Michael Ovitz - Creative Artists Agency

Creative Artists Agency

Ovitz founded Creative Artists Agency in 1975 along with fellow William Morris Agents Ron Meyer, Bill Haber, Rowland Perkins, and Mike Rosenfeld. Borrowing only $21,000 from a bank, the agents rented a small office, conducting business on card tables and rented chairs, their wives taking turns as agency receptionist.

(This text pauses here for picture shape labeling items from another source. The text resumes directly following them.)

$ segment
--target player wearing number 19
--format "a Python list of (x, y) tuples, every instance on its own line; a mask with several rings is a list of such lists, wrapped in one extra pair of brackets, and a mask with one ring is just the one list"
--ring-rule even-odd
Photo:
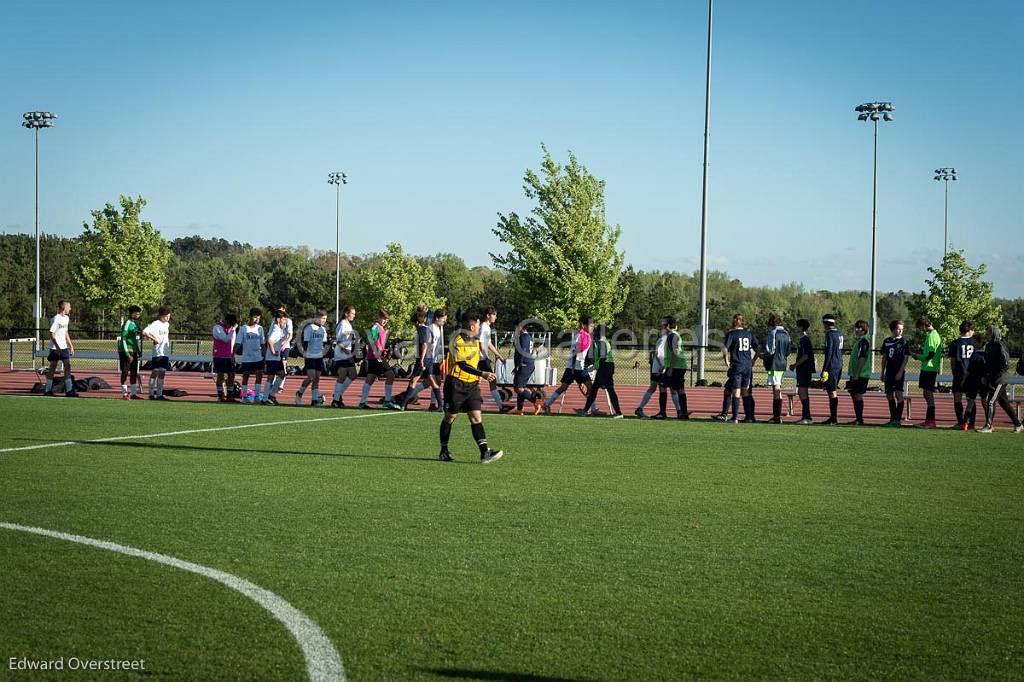
[(441, 419), (440, 441), (441, 452), (438, 457), (441, 462), (452, 462), (454, 458), (449, 452), (449, 439), (452, 436), (452, 424), (458, 419), (459, 413), (465, 412), (469, 417), (473, 440), (480, 449), (480, 462), (489, 464), (500, 459), (502, 451), (494, 451), (487, 445), (487, 435), (483, 431), (483, 416), (480, 413), (480, 379), (494, 381), (492, 372), (481, 372), (480, 315), (470, 312), (462, 318), (463, 329), (452, 339), (450, 350), (450, 370), (444, 379), (444, 417)]
[(722, 346), (722, 357), (728, 370), (732, 385), (732, 419), (733, 424), (739, 423), (739, 399), (743, 399), (743, 415), (745, 422), (754, 422), (754, 396), (751, 395), (751, 385), (754, 380), (754, 354), (761, 347), (756, 336), (743, 329), (743, 315), (733, 315), (732, 329), (725, 335)]

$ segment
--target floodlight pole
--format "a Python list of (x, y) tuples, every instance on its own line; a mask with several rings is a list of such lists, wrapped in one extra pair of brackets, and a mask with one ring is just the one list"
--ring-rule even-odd
[(705, 378), (705, 356), (708, 346), (708, 158), (711, 142), (711, 39), (715, 16), (715, 0), (708, 0), (708, 73), (705, 81), (705, 160), (700, 193), (700, 293), (697, 302), (697, 379)]

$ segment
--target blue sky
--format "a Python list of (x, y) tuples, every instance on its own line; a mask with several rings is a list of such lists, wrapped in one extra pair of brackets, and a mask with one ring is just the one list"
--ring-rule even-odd
[[(607, 181), (627, 261), (699, 262), (707, 4), (18, 3), (0, 24), (0, 230), (45, 231), (142, 195), (168, 238), (400, 242), (489, 264), (540, 143)], [(951, 241), (1024, 296), (1024, 9), (1011, 1), (719, 0), (710, 252), (751, 284), (866, 289), (880, 126), (879, 287), (920, 290)]]

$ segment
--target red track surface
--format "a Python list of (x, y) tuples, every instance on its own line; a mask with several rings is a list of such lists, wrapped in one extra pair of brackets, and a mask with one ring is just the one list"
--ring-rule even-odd
[[(86, 376), (97, 376), (105, 380), (109, 384), (114, 386), (110, 390), (102, 391), (89, 391), (83, 393), (83, 396), (89, 398), (120, 398), (121, 389), (118, 386), (118, 376), (114, 372), (103, 372), (96, 371), (94, 373), (81, 374), (79, 378), (85, 378)], [(142, 386), (141, 392), (145, 392), (145, 380), (147, 379), (147, 374), (143, 373), (142, 376)], [(37, 377), (34, 373), (30, 371), (9, 371), (0, 370), (0, 394), (6, 395), (25, 395), (31, 392), (32, 386), (36, 383)], [(285, 391), (282, 394), (283, 404), (292, 404), (295, 397), (295, 390), (298, 388), (299, 383), (302, 381), (301, 377), (293, 376), (288, 378), (288, 383), (286, 384)], [(328, 401), (331, 399), (331, 392), (334, 390), (334, 378), (328, 377), (322, 381), (322, 392)], [(395, 382), (395, 392), (404, 389), (406, 382)], [(187, 391), (187, 397), (177, 398), (181, 400), (190, 401), (213, 401), (216, 399), (216, 387), (214, 385), (213, 379), (207, 375), (199, 373), (171, 373), (167, 376), (165, 382), (165, 387), (167, 389), (179, 388)], [(348, 387), (345, 391), (346, 403), (349, 406), (355, 406), (358, 403), (359, 391), (362, 389), (361, 381), (356, 381), (354, 384)], [(553, 390), (553, 388), (548, 389)], [(617, 387), (618, 399), (621, 401), (623, 412), (630, 416), (633, 414), (633, 410), (640, 402), (640, 398), (643, 395), (644, 387), (642, 386), (618, 386)], [(485, 392), (485, 391), (484, 391)], [(722, 409), (722, 389), (721, 388), (689, 388), (686, 391), (688, 408), (690, 412), (694, 413), (694, 417), (709, 417)], [(383, 382), (378, 382), (370, 391), (371, 403), (376, 404), (379, 398), (384, 395), (384, 384)], [(771, 418), (771, 391), (767, 389), (755, 389), (754, 390), (755, 400), (756, 400), (756, 412), (758, 419), (765, 420)], [(420, 393), (420, 402), (417, 406), (419, 409), (426, 407), (428, 401), (428, 394), (426, 391)], [(800, 400), (795, 400), (794, 410), (796, 415), (793, 417), (785, 416), (786, 402), (783, 396), (782, 413), (783, 420), (785, 421), (796, 421), (800, 419)], [(306, 391), (305, 400), (309, 400), (309, 391)], [(572, 411), (577, 408), (582, 408), (584, 403), (584, 396), (577, 388), (570, 388), (565, 393), (565, 400), (561, 407), (562, 414), (572, 414)], [(603, 395), (599, 395), (597, 398), (597, 406), (603, 412), (608, 411), (607, 401)], [(885, 396), (880, 393), (868, 393), (864, 398), (864, 418), (868, 423), (882, 424), (889, 421), (889, 406), (886, 402)], [(484, 395), (484, 410), (494, 410), (494, 401), (490, 400), (489, 396)], [(920, 396), (913, 397), (912, 401), (912, 416), (913, 421), (921, 421), (925, 417), (925, 400)], [(979, 416), (983, 410), (982, 406), (979, 404)], [(557, 413), (559, 411), (559, 406), (556, 402), (554, 406), (554, 411)], [(646, 413), (647, 415), (652, 415), (657, 411), (657, 395), (655, 394), (650, 402), (647, 403)], [(740, 408), (742, 412), (742, 408)], [(820, 421), (827, 417), (828, 415), (828, 400), (825, 394), (821, 391), (811, 391), (811, 412), (814, 419)], [(670, 416), (674, 413), (672, 407), (672, 400), (669, 400), (669, 414)], [(840, 421), (846, 422), (853, 419), (853, 404), (851, 403), (849, 395), (843, 393), (840, 395)], [(955, 423), (955, 415), (953, 412), (952, 396), (949, 394), (939, 394), (936, 395), (936, 417), (940, 424), (952, 425)], [(1007, 418), (1001, 410), (996, 409), (996, 425), (1008, 426), (1012, 425), (1012, 422)]]

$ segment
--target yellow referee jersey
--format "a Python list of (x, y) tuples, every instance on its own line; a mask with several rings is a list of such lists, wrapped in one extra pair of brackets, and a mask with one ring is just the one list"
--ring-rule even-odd
[(450, 377), (465, 381), (467, 384), (475, 384), (480, 380), (477, 375), (470, 374), (459, 367), (459, 363), (465, 363), (475, 370), (480, 364), (480, 340), (475, 336), (469, 336), (465, 333), (457, 335), (452, 343), (449, 356), (451, 357), (449, 365), (452, 366), (449, 371)]

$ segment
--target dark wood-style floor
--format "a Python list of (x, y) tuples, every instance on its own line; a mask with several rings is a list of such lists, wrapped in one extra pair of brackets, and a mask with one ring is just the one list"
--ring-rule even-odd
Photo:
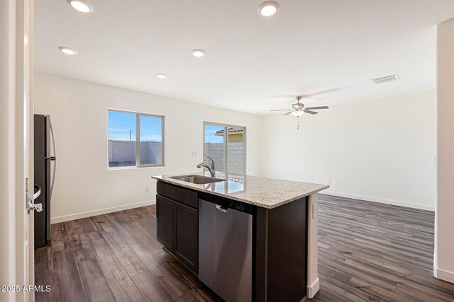
[[(453, 301), (432, 277), (433, 213), (321, 195), (314, 301)], [(35, 250), (37, 301), (211, 301), (219, 298), (155, 240), (154, 207), (52, 226)]]

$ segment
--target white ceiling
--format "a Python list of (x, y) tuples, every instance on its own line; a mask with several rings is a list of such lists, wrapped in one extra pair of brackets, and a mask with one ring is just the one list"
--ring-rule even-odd
[(453, 0), (278, 0), (267, 18), (261, 0), (89, 1), (35, 1), (36, 70), (258, 115), (435, 89), (435, 25), (454, 17)]

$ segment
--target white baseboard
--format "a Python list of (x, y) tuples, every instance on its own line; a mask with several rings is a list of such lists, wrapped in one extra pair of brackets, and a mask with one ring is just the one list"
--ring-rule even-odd
[(59, 222), (70, 221), (71, 220), (80, 219), (82, 218), (92, 217), (92, 216), (101, 215), (103, 214), (113, 213), (114, 211), (127, 210), (129, 209), (139, 208), (140, 207), (149, 206), (155, 204), (155, 200), (149, 200), (148, 202), (136, 202), (135, 204), (125, 204), (123, 206), (113, 207), (111, 208), (101, 209), (99, 210), (84, 211), (82, 213), (73, 214), (71, 215), (60, 216), (58, 217), (52, 217), (50, 219), (50, 224), (57, 223)]
[(307, 297), (310, 299), (314, 298), (317, 291), (320, 289), (320, 279), (319, 277), (312, 283), (307, 286)]
[(433, 275), (436, 278), (441, 279), (441, 280), (446, 281), (448, 282), (454, 283), (454, 272), (441, 269), (438, 267), (434, 267)]
[(412, 204), (410, 202), (399, 202), (397, 200), (384, 199), (382, 198), (369, 197), (367, 196), (353, 195), (351, 194), (340, 193), (338, 192), (321, 192), (320, 194), (339, 196), (340, 197), (353, 198), (354, 199), (365, 200), (367, 202), (380, 202), (381, 204), (392, 204), (393, 206), (406, 207), (407, 208), (419, 209), (421, 210), (435, 211), (435, 205), (428, 206), (426, 204)]

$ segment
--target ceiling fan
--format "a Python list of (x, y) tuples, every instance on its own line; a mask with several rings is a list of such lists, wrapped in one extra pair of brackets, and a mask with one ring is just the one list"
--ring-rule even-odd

Under Ovitz's direction, CAA quickly grew from a start-up organization to the world’s leading talent agency, expanding from television into film, investment banking, and advertising. Ovitz was known for assembling “package deals”, wherein CAA would utilize its talent base to provide directors, actors and screenwriters to a studio, thus shifting the negotiating leverage from the studios to the talent. As CAA rose in stature Ovitz became one of the most powerful men in Hollywood. Promoted to President, then later to Chairman of the Board, his roles at CAA were numerous. He served as talent agent to Hollywood actors such as Tom Cruise, Dustin Hoffman, Kevin Costner, Michael Douglas, Sylvester Stallone, and Barbra Streisand, as well as directors such as Steven Spielberg, Barry Levinson, and Sydney Pollack. Ovitz also provided corporate consulting services, helping negotiate several major international business mergers and deals including Matsushita’s acquisition of MCA/Universal, the financial rescue of MGM/United Artists, and Sony’s acquisition of Columbia Pictures. His signing of Coca-Cola as a CAA client from agency McCann-Erickson had a significant impact on the advertising industry. He is also well known for negotiating David Letterman's move from NBC to CBS, chronicled in the book The Late Shift: Letterman, Leno, and the Network Battle for the Night by Bill Carter.